Do You Think Your City is Right For You?

Cities have an ambient signal. Not a loud one — but a persistent, low-level broadcast about what’s normal, what’s valued, and what level of ambition is expected. You absorb it without noticing, and it shapes your thinking in ways you don’t consciously trace back to the source.

In a slow city, building something from nothing feels unusual. Ambition needs to justify itself. In a fast city, the same ambition is the baseline. The city’s signal is simply: people here build things — what are you building?

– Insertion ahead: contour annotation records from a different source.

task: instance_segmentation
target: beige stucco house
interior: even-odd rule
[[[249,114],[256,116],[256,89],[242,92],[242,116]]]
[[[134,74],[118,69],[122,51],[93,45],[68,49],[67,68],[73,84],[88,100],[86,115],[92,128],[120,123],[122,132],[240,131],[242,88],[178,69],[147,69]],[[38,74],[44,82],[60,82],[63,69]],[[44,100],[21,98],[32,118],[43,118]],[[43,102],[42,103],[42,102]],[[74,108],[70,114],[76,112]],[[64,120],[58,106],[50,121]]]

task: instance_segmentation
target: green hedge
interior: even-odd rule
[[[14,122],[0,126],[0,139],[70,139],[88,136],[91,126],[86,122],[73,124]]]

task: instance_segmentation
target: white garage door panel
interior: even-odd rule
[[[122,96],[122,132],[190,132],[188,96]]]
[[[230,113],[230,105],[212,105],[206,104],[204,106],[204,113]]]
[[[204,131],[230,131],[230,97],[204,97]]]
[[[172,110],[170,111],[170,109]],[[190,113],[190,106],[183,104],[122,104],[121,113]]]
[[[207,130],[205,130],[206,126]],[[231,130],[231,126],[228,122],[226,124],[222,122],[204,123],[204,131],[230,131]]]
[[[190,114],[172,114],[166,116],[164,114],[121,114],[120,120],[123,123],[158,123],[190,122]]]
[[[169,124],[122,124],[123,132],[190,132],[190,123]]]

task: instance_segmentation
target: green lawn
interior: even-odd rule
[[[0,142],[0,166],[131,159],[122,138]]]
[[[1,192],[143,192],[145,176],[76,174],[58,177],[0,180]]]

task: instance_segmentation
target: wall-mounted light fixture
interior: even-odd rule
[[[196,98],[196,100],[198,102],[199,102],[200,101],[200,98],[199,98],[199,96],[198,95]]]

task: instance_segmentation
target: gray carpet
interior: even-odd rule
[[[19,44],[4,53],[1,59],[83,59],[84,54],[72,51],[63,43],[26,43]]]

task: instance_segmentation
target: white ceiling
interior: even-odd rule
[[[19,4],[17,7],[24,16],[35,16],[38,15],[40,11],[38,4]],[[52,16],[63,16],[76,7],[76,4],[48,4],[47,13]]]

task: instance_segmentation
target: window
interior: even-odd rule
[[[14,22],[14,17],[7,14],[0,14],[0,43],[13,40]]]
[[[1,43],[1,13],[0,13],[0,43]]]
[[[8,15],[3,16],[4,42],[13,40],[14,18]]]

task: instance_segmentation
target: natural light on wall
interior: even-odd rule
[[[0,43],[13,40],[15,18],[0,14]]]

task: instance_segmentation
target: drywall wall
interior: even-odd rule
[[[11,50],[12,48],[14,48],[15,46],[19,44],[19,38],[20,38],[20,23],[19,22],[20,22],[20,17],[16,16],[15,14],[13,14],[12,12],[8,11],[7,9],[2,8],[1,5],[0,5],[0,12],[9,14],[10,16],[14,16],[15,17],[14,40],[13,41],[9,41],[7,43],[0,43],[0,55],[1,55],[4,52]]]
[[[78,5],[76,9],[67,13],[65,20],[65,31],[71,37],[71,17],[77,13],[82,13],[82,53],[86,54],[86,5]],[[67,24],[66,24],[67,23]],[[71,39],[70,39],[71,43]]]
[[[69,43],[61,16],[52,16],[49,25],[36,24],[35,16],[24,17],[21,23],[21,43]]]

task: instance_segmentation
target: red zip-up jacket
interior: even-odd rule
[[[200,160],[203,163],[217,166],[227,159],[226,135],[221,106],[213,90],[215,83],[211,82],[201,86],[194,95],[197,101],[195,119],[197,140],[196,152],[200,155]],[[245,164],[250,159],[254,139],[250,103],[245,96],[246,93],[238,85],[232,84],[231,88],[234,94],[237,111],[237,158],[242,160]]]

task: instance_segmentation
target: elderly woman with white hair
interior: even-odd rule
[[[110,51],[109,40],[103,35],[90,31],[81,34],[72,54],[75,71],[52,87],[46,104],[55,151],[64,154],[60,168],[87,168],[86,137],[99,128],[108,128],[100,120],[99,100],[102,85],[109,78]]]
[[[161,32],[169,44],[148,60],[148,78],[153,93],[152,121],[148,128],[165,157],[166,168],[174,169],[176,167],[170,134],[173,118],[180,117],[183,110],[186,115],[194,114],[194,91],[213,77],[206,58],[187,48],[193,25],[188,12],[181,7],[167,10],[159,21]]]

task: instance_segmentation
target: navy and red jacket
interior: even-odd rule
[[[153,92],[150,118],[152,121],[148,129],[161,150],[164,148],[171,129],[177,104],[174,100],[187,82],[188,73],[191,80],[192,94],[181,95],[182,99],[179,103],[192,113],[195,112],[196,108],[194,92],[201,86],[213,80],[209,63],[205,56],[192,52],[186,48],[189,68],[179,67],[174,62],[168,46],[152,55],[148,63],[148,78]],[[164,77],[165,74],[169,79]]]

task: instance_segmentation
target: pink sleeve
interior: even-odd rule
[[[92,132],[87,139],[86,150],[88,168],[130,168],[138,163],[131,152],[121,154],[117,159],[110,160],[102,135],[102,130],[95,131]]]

The Compound Effect of Environment on Ambition

This isn’t metaphorical. The level of what you believe is achievable is calibrated by what you see people around you achieving. A city where most people are playing it safe sends a persistent signal that playing it safe is reasonable. A city where people are building global companies from laptops in a café sends the opposite signal.

San Francisco’s default mental model is scale and product. You hear it in casual conversations at coffee shops. You see it in who’s sitting next to you in a park on a Tuesday afternoon. The city is constantly modeling a reality where building something big is a viable and normal thing to do.

Shrinking Your Environment

Olivier Coliving creates the same ambient signal on a smaller, more concentrated scale. You live around people who are in the actual process of building — not talking about it, not planning to, but doing it daily. That proximity is its own form of calibration.

You don’t have to work hard to stay exposed to the right signal. The house provides it as a baseline. Your thinking rises to match the environment without you having to force it.

Choose your city deliberately. Choose your immediate environment even more deliberately. Both are shaping what you think is possible, every day, whether you’re paying attention or not.